HISTOIRE DE LA RÉVOLUTION

 

LIVRE II. — 14 JUILLET - 6 OCTOBRE 1789.

CHAPITRE VI. — LE VETO.

 

 

Difficulté des subsistances. Combien la situation était pressante. — Le roi peut-il tout arrêter ? — Longue discussion du veto. — Projets secrets de la Cour. Y aura-t-il une Chambre ou deux ? — L'école anglaise. — L'Assemblée avait besoin d'être dissoute et renouvelée. — Elle était hétérogène, discordante, impuissante. — Discorde intérieure de Mirabeau, son impuissance. (Août-septembre 1789.)

 

La situation empirait. La France, entre deux systèmes, l'ancien, le nouveau, s'agitait sans avancer.
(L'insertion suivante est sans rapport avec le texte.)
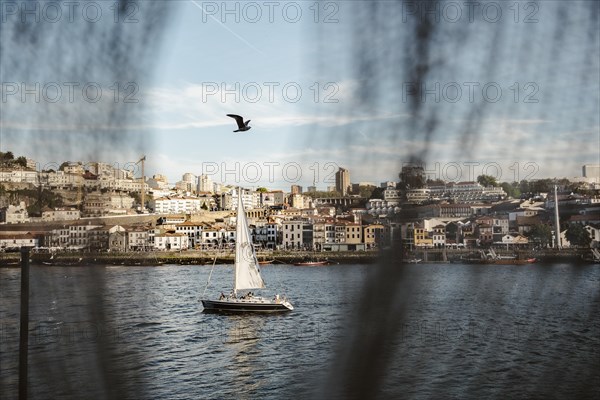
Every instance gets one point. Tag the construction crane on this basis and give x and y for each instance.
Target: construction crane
(141, 160)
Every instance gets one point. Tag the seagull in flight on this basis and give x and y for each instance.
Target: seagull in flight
(242, 126)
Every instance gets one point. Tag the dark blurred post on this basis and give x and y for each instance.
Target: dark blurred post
(24, 326)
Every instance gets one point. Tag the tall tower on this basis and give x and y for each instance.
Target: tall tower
(342, 181)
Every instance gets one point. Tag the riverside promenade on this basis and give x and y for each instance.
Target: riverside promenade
(197, 257)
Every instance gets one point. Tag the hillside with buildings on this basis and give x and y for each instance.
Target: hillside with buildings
(97, 207)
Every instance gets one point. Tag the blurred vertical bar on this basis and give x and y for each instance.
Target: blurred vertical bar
(24, 326)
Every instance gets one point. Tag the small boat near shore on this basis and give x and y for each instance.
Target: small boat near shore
(311, 263)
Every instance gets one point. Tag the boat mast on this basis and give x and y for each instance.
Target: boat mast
(556, 220)
(237, 239)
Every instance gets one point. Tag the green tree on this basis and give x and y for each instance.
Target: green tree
(487, 180)
(541, 234)
(511, 189)
(578, 236)
(366, 191)
(22, 161)
(411, 177)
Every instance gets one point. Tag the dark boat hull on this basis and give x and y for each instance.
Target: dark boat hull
(239, 306)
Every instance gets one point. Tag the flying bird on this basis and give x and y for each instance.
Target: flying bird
(242, 126)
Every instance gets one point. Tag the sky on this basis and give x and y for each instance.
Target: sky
(291, 68)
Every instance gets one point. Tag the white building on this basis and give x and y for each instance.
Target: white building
(192, 230)
(138, 239)
(205, 184)
(179, 204)
(14, 214)
(61, 214)
(292, 234)
(15, 241)
(19, 176)
(170, 241)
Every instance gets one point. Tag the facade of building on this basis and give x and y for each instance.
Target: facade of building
(342, 181)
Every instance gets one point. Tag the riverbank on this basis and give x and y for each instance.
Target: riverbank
(190, 257)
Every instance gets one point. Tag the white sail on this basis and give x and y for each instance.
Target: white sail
(247, 274)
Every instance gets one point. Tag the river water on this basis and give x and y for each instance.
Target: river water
(466, 331)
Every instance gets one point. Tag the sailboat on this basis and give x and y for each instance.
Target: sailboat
(247, 277)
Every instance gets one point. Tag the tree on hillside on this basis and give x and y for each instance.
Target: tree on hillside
(411, 177)
(487, 180)
(578, 236)
(511, 189)
(22, 161)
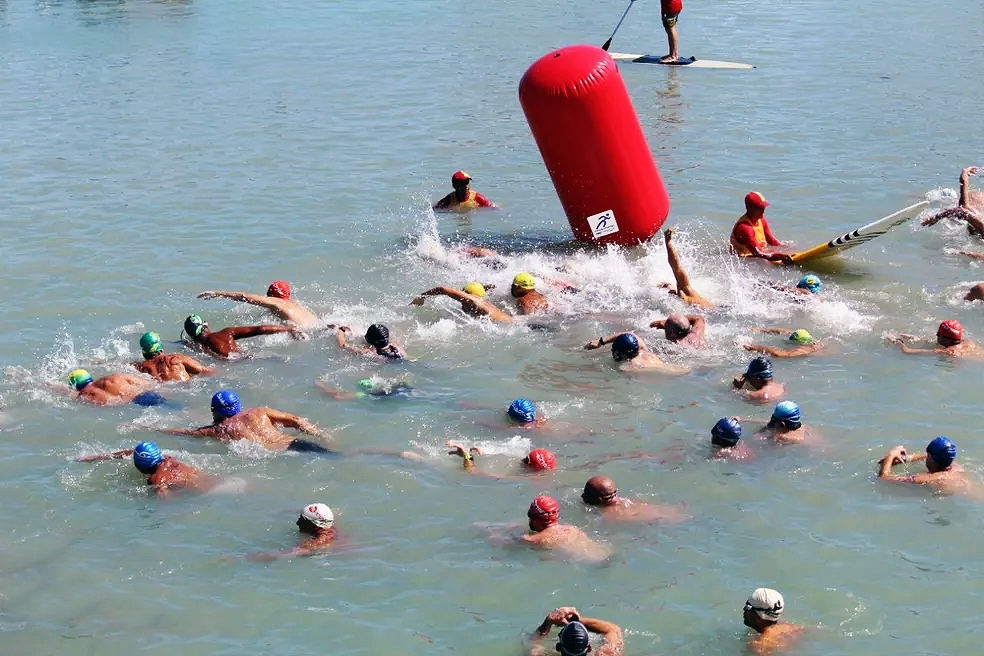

Et elle avait faim.

Paris, il faut le dire, vivait par hasard. Sa subsistance, toujours incertaine, dépendait de tel arrivage, d'un convoi de la Beauce ou d'un bateau de Corbeil. La Ville, avec d'immenses sacrifices, abaissait le prix du pain ; il en résultait que toute la banlieue, à dix lieues à la ronde et plus, vendit se fournir à Paris. C'était tout un vaste pays qu'il s'agissait de nourrir. Les boulangers trouvaient leur compte à vendre sous main au paysan, et ensuite, quand le Parisien trouvait leur boutique vide, ils se rejetaient sur l'imprévoyance de l'administration qui n'approvisionnait pas Paris. L'incertitude du lendemain, les vaines alarmes, augmentaient encore les difficultés ; chacun se faisait des réserves, on entassait, on cachait. L'administration aux abois envoyait de tous côtés, achetait de gré ou de force. Parfois les farines en route étaient saisies, retenues au passage par les localités voisines qui avaient de pressants besoins. Versailles et Paris partageaient ; mais Versailles gardait, disait-on, le plus beau, faisait un pain supérieur. Grand sujet de jalousie. Un jour que ceux de Versailles avaient eu l'impudence de détourner chez eux un convoi destiné pour les Parisiens, Bailly, l'honnête et respectueux Bailly, écrivit à M. Necker que, si l'on ne restituait les farines, trente mille hommes iraient les chercher le lendemain. La peur le rendait hardi. Sa tête était en péril si les provisions manquaient. A minuit, souvent il n'avait encore que la moitié des farines nécessaires pour le marché du matin[1].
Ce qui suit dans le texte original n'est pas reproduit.